Os empresários nacionais estão na expectativa do encontro de auscultação de contribuições sobre o Programa de Apoio à Produção, Diversificação das Exportações e Substituição de Importações (PRODESI), a ser realizado na próxima segunda-feira, 29, na Baía Azul, em Benguela, promovido pelo Ministério das Pescas e do Mar em coordenação com o Ministério da Economia e do Planeamento.
A ministra das Pescas e do Mar, Vitória de Barros Neto, vai presidir ao encontro encabeçando uma comitiva composta pelos Secretários de Estado da Economia, Sérgio dos Santos e das Pescas, Carlos de Martinó Cordeiro.
Estarão presentes igualmente na reunião, os presidentes das Associações de Pesca e do Sal, assim como empresários das províncias de Benguela, Cuanza Sul, Namibe, Luanda, Uíge e Bengo, além dos directores nacionais do Ministério das Pescas e do Mar.
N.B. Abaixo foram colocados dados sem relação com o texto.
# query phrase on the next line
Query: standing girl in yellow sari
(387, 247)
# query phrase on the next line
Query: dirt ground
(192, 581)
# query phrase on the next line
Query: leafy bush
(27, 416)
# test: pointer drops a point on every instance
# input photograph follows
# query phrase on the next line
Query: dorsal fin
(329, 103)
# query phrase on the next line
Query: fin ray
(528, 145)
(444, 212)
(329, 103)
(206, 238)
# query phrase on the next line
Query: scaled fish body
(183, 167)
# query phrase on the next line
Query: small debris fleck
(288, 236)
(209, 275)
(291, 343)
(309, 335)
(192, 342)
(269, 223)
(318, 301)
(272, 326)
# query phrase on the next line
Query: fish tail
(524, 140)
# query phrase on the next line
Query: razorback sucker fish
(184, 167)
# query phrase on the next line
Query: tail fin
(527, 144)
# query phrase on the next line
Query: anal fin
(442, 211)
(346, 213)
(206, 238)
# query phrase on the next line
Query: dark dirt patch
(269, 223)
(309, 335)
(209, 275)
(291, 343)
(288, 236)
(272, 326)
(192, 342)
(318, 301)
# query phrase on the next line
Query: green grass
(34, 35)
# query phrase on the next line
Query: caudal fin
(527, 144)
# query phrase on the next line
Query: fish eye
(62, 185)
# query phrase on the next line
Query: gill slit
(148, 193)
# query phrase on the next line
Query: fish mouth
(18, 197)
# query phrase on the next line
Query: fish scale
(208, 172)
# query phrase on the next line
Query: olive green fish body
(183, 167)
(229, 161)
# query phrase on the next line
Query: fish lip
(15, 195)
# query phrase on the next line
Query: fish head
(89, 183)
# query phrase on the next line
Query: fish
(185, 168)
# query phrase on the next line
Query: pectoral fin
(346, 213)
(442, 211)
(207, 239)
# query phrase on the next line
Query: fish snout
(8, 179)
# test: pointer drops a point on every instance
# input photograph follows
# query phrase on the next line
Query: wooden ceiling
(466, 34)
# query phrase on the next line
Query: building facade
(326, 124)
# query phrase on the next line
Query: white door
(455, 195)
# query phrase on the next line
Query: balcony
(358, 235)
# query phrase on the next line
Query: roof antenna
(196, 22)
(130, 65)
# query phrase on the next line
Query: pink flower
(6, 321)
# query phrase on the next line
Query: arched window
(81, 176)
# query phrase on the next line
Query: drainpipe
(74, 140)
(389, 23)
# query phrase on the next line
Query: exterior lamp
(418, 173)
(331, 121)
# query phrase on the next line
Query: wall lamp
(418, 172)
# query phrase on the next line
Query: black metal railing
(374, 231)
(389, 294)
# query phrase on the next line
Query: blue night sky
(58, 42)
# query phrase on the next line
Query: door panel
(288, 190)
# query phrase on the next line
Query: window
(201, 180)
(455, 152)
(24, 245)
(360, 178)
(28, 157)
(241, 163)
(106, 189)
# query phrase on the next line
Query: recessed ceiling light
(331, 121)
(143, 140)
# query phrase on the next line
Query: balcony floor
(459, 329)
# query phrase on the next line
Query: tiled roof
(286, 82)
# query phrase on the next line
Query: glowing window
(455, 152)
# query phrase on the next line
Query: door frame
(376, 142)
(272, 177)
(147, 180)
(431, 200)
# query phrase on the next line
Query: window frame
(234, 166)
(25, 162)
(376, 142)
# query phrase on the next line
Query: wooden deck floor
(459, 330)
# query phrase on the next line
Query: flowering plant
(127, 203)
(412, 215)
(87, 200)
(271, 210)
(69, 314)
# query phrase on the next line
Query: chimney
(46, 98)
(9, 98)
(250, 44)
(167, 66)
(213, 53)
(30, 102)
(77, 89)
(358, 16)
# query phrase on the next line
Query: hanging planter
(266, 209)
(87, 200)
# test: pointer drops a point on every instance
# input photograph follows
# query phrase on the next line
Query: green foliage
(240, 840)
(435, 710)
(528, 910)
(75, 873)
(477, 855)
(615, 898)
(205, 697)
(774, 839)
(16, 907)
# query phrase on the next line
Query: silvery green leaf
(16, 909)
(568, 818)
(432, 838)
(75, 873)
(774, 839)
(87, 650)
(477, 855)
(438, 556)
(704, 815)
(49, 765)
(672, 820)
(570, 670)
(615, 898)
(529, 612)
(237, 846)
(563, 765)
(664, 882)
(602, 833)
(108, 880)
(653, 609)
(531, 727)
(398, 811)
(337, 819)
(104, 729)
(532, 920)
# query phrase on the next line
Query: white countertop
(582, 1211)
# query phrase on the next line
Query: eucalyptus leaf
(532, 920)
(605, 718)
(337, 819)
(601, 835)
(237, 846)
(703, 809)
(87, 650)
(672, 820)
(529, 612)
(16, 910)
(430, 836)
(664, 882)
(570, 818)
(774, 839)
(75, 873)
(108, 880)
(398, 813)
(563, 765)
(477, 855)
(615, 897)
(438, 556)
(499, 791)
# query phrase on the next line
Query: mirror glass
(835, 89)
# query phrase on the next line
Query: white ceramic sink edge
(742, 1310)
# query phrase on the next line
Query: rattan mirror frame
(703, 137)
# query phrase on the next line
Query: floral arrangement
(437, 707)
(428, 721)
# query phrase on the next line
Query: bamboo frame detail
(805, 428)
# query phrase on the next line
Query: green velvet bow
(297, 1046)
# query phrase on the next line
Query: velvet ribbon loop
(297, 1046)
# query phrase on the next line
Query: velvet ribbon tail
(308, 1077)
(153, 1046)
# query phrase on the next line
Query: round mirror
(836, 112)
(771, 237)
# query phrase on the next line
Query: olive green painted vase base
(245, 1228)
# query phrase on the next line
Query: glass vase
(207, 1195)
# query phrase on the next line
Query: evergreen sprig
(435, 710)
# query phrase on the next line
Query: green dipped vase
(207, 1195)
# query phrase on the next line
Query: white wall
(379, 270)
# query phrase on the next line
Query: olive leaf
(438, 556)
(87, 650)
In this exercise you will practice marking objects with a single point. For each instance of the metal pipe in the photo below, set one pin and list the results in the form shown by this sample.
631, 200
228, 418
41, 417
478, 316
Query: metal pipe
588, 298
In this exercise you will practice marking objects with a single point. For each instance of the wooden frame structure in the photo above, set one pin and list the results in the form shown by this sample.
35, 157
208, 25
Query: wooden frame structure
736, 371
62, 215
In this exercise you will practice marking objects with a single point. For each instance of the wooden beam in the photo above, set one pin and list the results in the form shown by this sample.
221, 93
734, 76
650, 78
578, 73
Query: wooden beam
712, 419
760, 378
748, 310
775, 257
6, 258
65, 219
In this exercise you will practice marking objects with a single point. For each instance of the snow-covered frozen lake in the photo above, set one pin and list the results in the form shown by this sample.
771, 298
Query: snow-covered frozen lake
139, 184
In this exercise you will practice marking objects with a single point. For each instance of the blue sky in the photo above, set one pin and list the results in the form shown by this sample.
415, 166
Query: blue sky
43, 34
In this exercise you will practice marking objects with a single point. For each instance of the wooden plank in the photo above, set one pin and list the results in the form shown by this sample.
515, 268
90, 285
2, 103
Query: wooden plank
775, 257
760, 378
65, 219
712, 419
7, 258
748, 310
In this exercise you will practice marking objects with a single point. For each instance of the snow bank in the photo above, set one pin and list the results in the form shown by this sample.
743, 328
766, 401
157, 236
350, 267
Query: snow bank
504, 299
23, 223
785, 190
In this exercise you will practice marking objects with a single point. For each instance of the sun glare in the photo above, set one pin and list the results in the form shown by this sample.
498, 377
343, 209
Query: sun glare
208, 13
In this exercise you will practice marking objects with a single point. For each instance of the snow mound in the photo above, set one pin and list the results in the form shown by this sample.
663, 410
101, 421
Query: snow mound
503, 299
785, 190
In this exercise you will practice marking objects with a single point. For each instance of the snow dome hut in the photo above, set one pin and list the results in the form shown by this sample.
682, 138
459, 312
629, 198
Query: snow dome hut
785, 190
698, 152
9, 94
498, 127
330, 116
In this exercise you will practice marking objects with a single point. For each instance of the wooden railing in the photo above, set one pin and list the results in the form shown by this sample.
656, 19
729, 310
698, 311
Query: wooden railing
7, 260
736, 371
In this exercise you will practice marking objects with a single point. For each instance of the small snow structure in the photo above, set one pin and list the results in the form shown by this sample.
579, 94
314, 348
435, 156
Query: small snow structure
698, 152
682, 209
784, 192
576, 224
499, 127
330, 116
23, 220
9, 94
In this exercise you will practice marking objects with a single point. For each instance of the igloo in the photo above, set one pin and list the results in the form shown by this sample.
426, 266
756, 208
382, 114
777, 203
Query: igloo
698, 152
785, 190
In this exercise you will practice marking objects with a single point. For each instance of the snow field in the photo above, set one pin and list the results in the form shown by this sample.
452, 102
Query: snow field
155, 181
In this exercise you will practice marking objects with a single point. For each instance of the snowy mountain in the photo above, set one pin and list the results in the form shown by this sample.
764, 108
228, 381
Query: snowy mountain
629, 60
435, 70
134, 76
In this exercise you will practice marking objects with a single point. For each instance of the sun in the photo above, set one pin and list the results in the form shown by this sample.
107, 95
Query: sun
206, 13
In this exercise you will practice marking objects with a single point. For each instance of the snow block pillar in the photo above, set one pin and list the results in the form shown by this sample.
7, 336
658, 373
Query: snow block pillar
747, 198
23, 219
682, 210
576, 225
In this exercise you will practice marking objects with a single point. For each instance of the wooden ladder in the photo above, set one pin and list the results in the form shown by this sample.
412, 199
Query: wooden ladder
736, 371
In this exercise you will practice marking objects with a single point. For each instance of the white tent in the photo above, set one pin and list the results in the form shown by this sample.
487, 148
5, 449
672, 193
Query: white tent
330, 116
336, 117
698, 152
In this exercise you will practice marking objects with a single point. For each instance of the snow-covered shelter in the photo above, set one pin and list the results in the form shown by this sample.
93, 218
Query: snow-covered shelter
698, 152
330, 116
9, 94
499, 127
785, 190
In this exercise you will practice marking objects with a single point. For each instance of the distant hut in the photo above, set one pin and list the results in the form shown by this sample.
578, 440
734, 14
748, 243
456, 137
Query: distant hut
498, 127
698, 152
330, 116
Consta do programa, a apresentação das medidas e acções às fileiras do sector das Pescas e do Mar por parte do Gabinete de Estudos, Planeamento e Estatística do Ministério das Pescas e do Mar, bem como debates e contribuições dos empresários. Esta reunião é a primeira iniciativa de muitas que irão acontecer em todo o país, conforme anunciou recentemente o ministro da Economia e do Planeamento, Pedro Luís da Fonseca, no final da reunião do Conselho de Ministros, a fim de recolher contributos do sector empresarial privado nacional sobre o Prodesi, uma forma de tornar o ambiente de negócio mais atractivo em Angola.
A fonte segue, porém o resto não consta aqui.